Uma das palestrantes confirmadas da HSM Expo 2020, Esther Perel é considerada uma das principais vozes mundiais sobre relacionamentos individuais e coletivos. Em meio ao crescente isolamento social gerado pelo Coronavírus, a psicóloga belga publicou um dos mais importantes artigos sobre como redefinir nossos laços sociais durante a epidemia. Veja abaixo o texto traduzido na íntegra.
É muito difícil separar nossos corpos de nossos corações. Na semana passada, setecentas pessoas em New Rochelle – o epicentro em quarentena do surto de Covid-19 em Nova York – realizaram uma reunião online na cidade. Enquanto cada um deles estava confinado em suas casas, sozinhos ou com a família, a comunidade se reuniu nesse espaço virtual.

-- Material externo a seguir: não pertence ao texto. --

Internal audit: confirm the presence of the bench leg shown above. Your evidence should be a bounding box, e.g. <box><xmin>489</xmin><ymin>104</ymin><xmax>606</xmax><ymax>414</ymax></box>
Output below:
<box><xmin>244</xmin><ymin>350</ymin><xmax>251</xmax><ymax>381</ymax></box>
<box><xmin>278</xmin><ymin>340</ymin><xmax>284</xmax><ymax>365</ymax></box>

Decisões foram tomadas. Os alunos com computadores e iPads em casa puderam continuar suas aulas via videoconferência. Seria necessário adquirir esses eletrônicos para as crianças que não tinham seus próprios. Um fornecedor local, que já havia preparado comida para um Bar Mitzvah, se ofereceu para dividir a refeição em 152 caixas e entregá-las aos necessitados. Pais perguntavam se poderiam tocar em seus filhos. Um marido e uma mulher à beira da separação teriam que encontrar uma maneira de trabalhar juntos em casa. “Até uma casa grande fica pequena quando você está trancada nela”, a esposa me disse.
Na era de Covid-19, um novo “normal” chegou. À medida que nos isolamos como indivíduos e famílias, precisamos ativar a resiliência de nossas comunidades para reunir informações, planejar intervenções em escolas e hospitais e elaborar estratégias sobre como continuar trabalhando, aprendendo, socializando, amando e desejando, através de telas. Este é um território desconhecido para muitos de nós, e é a primeira vez em nossas vidas que a ordem de distanciamento social foi uma norma em nível global.
China e Europa, bem como cidades americanas como Seattle e New Rochelle, embarcaram nessa jornada algumas semanas antes do resto do mundo. No momento da produção deste artigo, estima-se que os EUA, Inglaterra, França, Espanha e Alemanha estejam aproximadamente 9 a 10 dias atrás da Itália na progressão do COVID-19.
Ouçam o que os italianos gostariam de saber há dez dias – O conselho deles segue diretrizes da Organização Mundial da Saúde, que enfatiza a necessidade de se distanciar socialmente o mais cedo possível para retardar a propagação do vírus e achatar a curva. Mesmo que uma pessoa infectada tenha um caso leve, ela pode ter um impacto significativo se infectar acidentalmente outra pessoa que é mais vulnerável a esta doença. Portanto, devemos perguntar: quando a coisa mais socialmente responsável que podemos fazer é evitar outras pessoas, como podemos manter a conexão social?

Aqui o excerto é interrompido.